Saturday, June 16, 2012

Normandy

Our D-Day tour service picked us up from our hotel in Bayeux. As it turns out, the tour only consisted of Emily, myself, an Australian couple, and a guide whose name he either did not give or I've forgotten. We drove out to Point du Hac, a clifftop west of Omaha Beach where Germans kept gun batteries. There are large craters in the ground where allied forces bombed the guns before the invasion.




a bunker

Next, we drove over to Omaha Beach which was covered in pebbles in 1944 but now is covered in sand.






Our final stop for the half-day tour was the American Cemetery where 9,387 American soldiers are buried.







Memorial listing the names of those missing in action


Back in Bayeux, we went to visit the Notre Dame de Bayeux, a cathedral built in 1077 which miraculously survived the French Revolution, WWI and WWII.











Though cloudy and rainy when we went in . . . .


bright and sunny when we came out!



I then went to see the Bayeux Tapestry while Emily enjoyed reading her Normandy Invasion book in the sunshine. No pictures of the 230 feet long (!!!!!) linen, of course, but I did take a picture of a display upstairs  which shows a very zoomed in view of the stitches.


I also bought what has proven so far to be a very entertaining book about what happened to the tapestry after its creation (the French Revolution, Napoleon, and Hitler all play a part).

Later in the afternoon, Emily and I walked over to the Bayeux War Cemetery containing mostly graves of Commonwealth soldiers from WWII but also some German ones.





We wandered around town the next morning before catching the train to Paris whence we flew out the next day. Goodbye Europe! It was lovely!






Monday, June 11, 2012

Paris

After getting checked in at our hotel, we headed straight for the Eiffel Tower in search of crepes. Emily knew about a particular stand just beneath the Tower with the best crepes she'd ever eaten. On the way, my first glimpse of Notre Dame and the Seine River.


We happened upon a "South of France" festival complete with wine tasting


and passed a number of important looking buildings.





Then there it was!








And the crepes were delicious.

We then walked over to the Arc de Triomphe (started in 1806 for Napoleon, finished in 1836) which turned out to be much more massive than I had imagined.

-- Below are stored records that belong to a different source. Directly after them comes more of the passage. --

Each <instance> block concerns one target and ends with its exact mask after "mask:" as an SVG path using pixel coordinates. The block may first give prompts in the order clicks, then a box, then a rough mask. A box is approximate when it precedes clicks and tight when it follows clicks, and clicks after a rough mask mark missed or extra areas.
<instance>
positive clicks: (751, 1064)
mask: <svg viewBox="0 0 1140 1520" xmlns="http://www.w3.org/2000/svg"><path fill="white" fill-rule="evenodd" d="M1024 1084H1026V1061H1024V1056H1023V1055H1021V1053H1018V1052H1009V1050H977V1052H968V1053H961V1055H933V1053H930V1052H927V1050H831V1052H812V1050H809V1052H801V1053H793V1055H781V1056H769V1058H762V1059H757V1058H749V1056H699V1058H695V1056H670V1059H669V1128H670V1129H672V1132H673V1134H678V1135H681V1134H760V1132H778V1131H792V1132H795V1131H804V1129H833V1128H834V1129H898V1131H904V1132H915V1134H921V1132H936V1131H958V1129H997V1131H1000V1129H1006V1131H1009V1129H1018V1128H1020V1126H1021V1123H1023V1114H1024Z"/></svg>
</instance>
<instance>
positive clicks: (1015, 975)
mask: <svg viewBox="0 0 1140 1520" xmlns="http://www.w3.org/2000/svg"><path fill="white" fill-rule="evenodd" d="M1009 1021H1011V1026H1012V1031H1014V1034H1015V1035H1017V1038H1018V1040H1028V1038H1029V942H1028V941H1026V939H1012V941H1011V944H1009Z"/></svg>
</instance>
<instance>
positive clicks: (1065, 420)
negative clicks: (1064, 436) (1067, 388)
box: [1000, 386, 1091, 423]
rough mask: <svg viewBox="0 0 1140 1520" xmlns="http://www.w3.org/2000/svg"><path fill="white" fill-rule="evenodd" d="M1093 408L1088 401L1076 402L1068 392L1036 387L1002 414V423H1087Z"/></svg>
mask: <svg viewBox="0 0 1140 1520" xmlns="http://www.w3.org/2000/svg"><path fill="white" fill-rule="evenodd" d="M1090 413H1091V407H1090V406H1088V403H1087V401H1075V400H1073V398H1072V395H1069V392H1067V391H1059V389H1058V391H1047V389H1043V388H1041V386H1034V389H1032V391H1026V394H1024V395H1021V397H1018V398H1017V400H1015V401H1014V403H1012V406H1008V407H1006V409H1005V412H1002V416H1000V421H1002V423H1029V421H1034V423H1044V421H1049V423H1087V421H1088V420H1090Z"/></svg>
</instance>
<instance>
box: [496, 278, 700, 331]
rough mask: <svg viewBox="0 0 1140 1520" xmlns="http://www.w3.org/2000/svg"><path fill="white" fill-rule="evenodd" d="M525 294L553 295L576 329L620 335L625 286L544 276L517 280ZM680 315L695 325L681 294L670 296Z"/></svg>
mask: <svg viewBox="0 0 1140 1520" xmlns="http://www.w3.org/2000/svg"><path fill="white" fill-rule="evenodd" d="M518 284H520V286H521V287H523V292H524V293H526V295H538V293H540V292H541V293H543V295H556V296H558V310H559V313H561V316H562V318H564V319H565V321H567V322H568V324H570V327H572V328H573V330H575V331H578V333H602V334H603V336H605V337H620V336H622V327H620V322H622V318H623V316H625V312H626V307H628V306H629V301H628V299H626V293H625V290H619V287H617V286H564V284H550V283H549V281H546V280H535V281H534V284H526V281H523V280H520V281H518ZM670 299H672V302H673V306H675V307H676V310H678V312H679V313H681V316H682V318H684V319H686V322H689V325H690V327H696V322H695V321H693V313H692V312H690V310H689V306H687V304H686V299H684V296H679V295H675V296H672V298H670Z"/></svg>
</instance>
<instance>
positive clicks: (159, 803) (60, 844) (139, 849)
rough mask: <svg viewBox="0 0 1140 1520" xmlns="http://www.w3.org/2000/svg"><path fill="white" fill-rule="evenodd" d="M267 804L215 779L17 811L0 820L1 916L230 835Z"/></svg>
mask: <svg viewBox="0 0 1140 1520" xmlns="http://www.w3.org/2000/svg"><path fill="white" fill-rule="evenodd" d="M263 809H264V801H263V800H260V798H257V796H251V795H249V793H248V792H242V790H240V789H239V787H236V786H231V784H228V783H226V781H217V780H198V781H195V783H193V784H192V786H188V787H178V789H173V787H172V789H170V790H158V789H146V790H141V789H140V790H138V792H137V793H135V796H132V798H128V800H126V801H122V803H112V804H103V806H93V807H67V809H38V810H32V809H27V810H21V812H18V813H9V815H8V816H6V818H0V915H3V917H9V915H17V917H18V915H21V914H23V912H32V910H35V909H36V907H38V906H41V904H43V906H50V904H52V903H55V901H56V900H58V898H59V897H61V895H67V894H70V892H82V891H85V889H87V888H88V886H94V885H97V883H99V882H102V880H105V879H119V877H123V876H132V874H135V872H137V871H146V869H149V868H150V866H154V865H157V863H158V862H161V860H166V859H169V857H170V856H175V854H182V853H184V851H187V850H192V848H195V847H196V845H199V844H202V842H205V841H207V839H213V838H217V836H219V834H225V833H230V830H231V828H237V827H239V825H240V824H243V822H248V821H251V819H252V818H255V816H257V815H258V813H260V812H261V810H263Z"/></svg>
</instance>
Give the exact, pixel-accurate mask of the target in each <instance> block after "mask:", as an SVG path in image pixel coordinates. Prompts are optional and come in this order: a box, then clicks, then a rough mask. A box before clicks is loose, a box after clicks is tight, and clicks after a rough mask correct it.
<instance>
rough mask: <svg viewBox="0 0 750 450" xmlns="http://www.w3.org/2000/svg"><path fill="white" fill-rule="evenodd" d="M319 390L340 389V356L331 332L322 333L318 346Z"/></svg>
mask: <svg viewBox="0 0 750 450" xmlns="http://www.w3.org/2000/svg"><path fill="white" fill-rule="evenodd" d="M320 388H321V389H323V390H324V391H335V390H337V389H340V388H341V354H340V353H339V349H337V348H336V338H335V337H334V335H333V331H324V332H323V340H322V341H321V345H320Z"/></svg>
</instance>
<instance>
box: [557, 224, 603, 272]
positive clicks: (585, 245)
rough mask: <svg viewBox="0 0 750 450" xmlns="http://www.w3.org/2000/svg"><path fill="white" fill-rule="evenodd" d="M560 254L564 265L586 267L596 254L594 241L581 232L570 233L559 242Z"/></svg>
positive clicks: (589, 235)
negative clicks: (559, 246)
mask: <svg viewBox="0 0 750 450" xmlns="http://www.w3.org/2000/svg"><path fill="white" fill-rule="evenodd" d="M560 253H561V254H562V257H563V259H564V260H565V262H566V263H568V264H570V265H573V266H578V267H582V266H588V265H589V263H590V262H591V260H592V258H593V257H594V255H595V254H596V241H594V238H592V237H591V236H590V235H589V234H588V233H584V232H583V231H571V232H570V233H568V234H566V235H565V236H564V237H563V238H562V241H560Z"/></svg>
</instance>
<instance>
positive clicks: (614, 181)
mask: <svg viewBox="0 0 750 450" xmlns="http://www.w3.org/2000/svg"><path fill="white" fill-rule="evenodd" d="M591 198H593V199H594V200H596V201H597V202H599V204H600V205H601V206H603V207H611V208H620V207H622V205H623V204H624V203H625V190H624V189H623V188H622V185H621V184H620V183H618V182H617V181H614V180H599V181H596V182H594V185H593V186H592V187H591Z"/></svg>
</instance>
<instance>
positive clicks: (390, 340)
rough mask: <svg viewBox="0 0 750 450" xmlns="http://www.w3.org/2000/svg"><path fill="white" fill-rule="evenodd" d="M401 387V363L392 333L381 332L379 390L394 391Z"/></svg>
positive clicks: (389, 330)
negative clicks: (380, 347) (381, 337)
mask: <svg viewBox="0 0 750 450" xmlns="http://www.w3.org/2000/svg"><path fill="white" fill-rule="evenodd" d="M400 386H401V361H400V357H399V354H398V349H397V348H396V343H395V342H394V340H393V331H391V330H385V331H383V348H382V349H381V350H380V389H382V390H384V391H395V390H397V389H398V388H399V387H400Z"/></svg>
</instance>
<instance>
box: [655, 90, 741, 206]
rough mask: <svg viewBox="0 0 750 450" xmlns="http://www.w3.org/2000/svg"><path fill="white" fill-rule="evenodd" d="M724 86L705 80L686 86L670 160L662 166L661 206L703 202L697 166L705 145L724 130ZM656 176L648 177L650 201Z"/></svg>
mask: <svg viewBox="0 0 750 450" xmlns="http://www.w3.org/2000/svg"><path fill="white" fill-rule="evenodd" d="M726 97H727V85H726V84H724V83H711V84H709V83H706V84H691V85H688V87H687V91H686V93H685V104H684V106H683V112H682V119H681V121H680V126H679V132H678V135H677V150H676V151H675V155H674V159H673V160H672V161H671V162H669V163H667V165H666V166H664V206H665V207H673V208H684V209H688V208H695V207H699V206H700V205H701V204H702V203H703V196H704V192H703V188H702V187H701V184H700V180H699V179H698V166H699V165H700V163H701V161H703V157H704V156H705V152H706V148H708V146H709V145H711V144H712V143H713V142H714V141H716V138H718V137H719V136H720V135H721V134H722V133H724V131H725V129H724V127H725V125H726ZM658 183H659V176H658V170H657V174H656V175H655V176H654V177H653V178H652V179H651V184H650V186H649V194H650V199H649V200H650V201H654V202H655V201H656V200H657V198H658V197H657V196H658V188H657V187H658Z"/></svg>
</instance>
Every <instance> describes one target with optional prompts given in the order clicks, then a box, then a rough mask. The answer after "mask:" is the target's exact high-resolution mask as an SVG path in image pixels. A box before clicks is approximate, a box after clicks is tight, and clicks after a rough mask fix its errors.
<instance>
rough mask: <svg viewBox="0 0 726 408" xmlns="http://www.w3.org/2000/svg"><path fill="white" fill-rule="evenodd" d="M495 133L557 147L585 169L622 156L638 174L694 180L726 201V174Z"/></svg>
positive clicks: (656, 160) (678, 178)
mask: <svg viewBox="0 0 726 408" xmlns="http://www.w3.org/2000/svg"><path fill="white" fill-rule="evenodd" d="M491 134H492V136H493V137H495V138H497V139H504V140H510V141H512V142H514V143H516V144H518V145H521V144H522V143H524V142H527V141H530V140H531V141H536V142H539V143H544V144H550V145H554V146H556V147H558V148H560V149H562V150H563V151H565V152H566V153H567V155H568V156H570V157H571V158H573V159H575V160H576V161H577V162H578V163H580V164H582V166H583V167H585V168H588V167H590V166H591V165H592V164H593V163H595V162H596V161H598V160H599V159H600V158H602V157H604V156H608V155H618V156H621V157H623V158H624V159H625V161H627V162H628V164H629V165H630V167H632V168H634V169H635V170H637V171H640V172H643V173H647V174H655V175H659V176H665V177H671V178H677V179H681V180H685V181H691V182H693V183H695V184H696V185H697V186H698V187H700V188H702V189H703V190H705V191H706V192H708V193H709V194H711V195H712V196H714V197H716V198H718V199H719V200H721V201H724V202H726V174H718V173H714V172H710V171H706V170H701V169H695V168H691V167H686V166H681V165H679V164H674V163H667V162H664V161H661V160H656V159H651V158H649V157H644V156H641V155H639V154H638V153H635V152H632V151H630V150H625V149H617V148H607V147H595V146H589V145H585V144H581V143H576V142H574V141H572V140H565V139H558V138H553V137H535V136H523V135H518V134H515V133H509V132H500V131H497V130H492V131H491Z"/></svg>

We started the next day at the Louvre.





Some highlights from inside the museum:

The Nike of Samothrace,



the Mona Lisa,


Oedipus and the Sphinx,

the Venus de Milo,


the Sleeping Hermaphrodite,


Napoleon's apartments,


and the always funny "Gabrielle d'Estrees and one of her sisters in the bath."

 


Our next stop was Notre Dame, construction of which began in 1163.





Joan of Arc

Blurry--my camera was having trouble getting clear pictures in the dark

On our walk back toward the Eiffel Tower for crepes day two, we saw this mass of people rollerblading down the street. There were even cops on rollerblades with them!



The beloved crepe stand.


We began the next morning at Sacre Cour (Basilica of the Sacred Heart, finished in 1914).




No pictures were allowed inside--there was a beautiful mosaic of Jesus on the domed ceiling that I bought a postcard of.

From the sacred to the profane--our next stop was Moulin Rouge, situated on a street filled with sex toy shops and porn theaters. It was a little less spectacular than the glossy postcards had led me to believe.


On our walk through the city, we also stopped to look at the Paris Opera.





and La Madeleine, a Christian church built in the style of an ancient Greek temple.





We continued our walk toward the Marine museum near the Eiffel Tower.





The Marine museum was pretty cool. It featured paintings of and artifacts from ships and boats from earliest to modern times.